I was just offered a 150 gallon aquarium.. with a hitch :*( It has approximately a 6 inch crack in the back pane near a corner. I was told she was quoted $200 to repair it by one person but that everyone else told her because it was tempered glass it could not be repaired and that the crack would continue to grow under the repair. Is this tank a total write off?


----------



## fish_doc (Jan 31, 2005)

You could try and replace the entire sheet of glass.


----------



## IloveCichlids (Jul 11, 2005)

I am with Fish Doc, repairing the whole pain is the easiest way to go. plus it is a heck of a lot cheaper than buying the whole setup!


----------



## wildtiger (Jun 8, 2005)

My 180 gallon has a cracked back glass, they sandwiched it between 2 pieces of glass and angle ironed the corners. It's not the prettiest repair by any means, but my pikes don't seem to mind it. I've never ever had a problem with it but I will tell you this, adding those 2 pieces of glass made the tank extremely heavy. 

Moving it was a real pain, just about killed me and my hubby.


----------



## Alin10123 (May 22, 2005)

wow! that's awesome! a 150 offered to you is great.
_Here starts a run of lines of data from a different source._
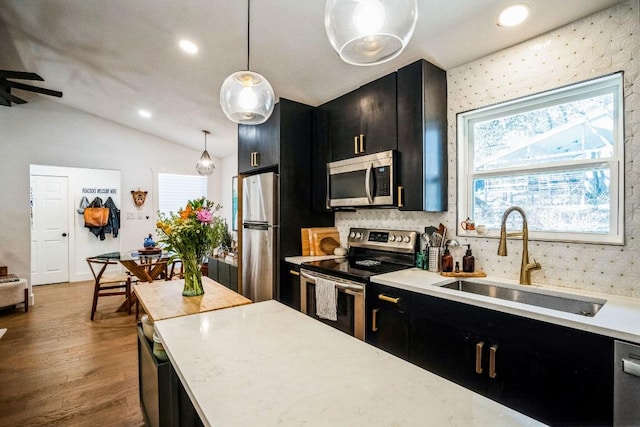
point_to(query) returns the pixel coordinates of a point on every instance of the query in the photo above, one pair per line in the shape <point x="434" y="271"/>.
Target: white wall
<point x="603" y="43"/>
<point x="44" y="132"/>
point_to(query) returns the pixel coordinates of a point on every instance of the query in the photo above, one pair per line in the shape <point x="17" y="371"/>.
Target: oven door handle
<point x="367" y="182"/>
<point x="348" y="288"/>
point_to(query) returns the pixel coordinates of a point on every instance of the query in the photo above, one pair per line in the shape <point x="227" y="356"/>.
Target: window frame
<point x="181" y="175"/>
<point x="611" y="83"/>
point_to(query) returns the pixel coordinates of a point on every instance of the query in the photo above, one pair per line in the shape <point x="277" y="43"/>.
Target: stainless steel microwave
<point x="362" y="181"/>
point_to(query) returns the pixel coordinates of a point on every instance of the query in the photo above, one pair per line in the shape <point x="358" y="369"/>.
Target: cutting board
<point x="323" y="240"/>
<point x="306" y="241"/>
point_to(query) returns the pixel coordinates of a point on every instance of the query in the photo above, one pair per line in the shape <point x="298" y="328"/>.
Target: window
<point x="558" y="155"/>
<point x="175" y="190"/>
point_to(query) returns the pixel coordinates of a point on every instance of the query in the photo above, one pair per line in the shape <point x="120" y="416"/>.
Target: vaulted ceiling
<point x="113" y="57"/>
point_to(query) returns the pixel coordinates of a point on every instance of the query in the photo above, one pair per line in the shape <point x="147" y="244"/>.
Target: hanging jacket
<point x="114" y="218"/>
<point x="84" y="203"/>
<point x="96" y="231"/>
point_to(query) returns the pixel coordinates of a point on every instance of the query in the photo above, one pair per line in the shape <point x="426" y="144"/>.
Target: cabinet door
<point x="363" y="121"/>
<point x="558" y="375"/>
<point x="387" y="325"/>
<point x="290" y="285"/>
<point x="258" y="145"/>
<point x="422" y="137"/>
<point x="212" y="266"/>
<point x="233" y="278"/>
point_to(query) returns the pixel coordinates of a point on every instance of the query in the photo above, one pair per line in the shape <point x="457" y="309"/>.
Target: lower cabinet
<point x="388" y="319"/>
<point x="557" y="375"/>
<point x="223" y="272"/>
<point x="290" y="285"/>
<point x="163" y="400"/>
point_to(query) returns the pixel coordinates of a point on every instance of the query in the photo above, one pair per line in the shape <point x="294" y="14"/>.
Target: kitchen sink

I too woul dtry switching out the whole panel instead of doing a repair. It will look about 100x better too.


----------



## CaysE (May 21, 2006)

So what happened with this? I'm curious to see if you got the pane replaced.


----------



## Christine (Nov 4, 2005)

The aquarium ended up with an iguana in need. I'm cool with that. He needed it and my husband will sleep better too LOL.


----------